A la différence des autres formes d’interactions ; conversation quotidienne, la demande d’information, etc., le débat est produit dans un univers spécifique composé de plusieurs instances d’émission et de réception, cette situation de communication ne renvoie pas au modèle classique d’émetteur/message/récepteur. le modèle télégraphique de communication129tel qu’il a été conçu par Jakobson et ses prédécesseurs, nous assistons plutôt à une superposition de contrats, conférant chacun à l’ensemble du dispositif une forme de relation discursive et institutionnelle complète que O. Turbide résume ainsi

129Construit autour de la théorie du message, introduit par Saussure (dès 1916), développée par Shannon et Weaver (1949/1975), puis entamée par Jakobson (1963).

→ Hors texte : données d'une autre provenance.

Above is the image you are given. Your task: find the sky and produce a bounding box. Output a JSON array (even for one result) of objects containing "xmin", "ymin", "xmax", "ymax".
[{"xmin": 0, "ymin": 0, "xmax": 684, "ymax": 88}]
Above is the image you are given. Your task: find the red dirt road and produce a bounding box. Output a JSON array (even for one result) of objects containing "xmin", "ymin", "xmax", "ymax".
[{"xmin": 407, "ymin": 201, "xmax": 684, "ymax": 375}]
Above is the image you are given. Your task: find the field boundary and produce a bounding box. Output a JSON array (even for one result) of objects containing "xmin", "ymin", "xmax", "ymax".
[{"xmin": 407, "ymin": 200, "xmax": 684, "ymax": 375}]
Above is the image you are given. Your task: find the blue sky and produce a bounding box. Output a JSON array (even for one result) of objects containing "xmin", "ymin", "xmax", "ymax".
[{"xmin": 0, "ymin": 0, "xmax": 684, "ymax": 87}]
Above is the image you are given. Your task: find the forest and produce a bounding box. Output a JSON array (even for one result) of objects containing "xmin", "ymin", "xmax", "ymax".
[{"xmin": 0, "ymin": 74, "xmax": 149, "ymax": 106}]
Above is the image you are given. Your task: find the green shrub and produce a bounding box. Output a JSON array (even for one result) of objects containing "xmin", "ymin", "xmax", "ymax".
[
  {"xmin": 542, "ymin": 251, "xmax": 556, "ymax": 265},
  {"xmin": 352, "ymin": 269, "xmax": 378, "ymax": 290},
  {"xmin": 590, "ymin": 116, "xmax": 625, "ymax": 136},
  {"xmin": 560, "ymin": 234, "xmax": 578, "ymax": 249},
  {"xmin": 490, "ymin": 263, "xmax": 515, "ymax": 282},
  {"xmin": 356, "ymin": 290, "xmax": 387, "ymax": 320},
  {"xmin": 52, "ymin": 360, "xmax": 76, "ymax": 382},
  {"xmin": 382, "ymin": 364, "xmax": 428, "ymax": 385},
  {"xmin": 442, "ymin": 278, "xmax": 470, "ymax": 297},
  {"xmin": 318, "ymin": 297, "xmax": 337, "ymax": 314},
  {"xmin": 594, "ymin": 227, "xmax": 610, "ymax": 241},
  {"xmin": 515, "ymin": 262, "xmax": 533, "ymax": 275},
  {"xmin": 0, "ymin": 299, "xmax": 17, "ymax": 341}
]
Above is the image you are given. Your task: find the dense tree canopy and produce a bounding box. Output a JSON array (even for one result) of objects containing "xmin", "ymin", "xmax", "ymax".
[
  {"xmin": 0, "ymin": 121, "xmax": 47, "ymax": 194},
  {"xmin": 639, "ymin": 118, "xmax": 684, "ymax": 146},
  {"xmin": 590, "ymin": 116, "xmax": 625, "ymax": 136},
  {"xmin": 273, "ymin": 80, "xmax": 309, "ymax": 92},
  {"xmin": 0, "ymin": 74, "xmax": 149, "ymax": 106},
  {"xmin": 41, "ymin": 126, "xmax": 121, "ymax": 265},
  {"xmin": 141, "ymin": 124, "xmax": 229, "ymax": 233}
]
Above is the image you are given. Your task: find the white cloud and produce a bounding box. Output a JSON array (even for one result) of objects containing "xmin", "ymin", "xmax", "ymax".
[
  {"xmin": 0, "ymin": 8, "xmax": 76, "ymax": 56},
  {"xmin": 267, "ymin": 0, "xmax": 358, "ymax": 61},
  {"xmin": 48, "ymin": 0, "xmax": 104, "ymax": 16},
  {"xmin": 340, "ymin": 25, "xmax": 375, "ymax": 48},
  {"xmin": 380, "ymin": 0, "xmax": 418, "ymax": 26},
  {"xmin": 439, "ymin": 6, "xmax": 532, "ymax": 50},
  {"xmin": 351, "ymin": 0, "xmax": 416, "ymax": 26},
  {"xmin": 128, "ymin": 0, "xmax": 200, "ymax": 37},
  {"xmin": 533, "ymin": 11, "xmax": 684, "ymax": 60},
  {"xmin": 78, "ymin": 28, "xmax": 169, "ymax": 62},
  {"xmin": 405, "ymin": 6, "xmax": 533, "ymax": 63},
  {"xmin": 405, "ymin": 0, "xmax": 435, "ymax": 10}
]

« D’une part, l’interaction médiatique, en tant qu’action conjointe polyfocalisée, suppose deux ordres d’interaction (entre les acteurs médiatiques et avec les téléspectateurs) ayant chacun leurs propres contraintes, leurs propres dynamiques. Cette complexité situationnelle se double des exigences posées aux interactants. En même temps qu’ils tentent de satisfaire leurs objectifs et de protéger leur face et celle de leur interlocuteur, ils doivent trouver les bons mots au bon moment et les énoncer dans un ordre adéquat, s’adapter à ce que dit l’interlocuteur tout en proposant une définition de la situation qui soit cohérente entre les différents plans sémiotiques et qui soit constante dans le temps. » (Turbide, 2009, p. 76).

En évoquant la dimension contractuelle, nous recentrons notre réflexion sur les trois niveaux de la présentation du cadre communicationnel correspondant aux trois contrats de communication qui peuvent générer le discours (Courbières, 2002), à savoir ; le contrat médiatique, le contrat du débat télévisé et enfin le contrat du genre débat.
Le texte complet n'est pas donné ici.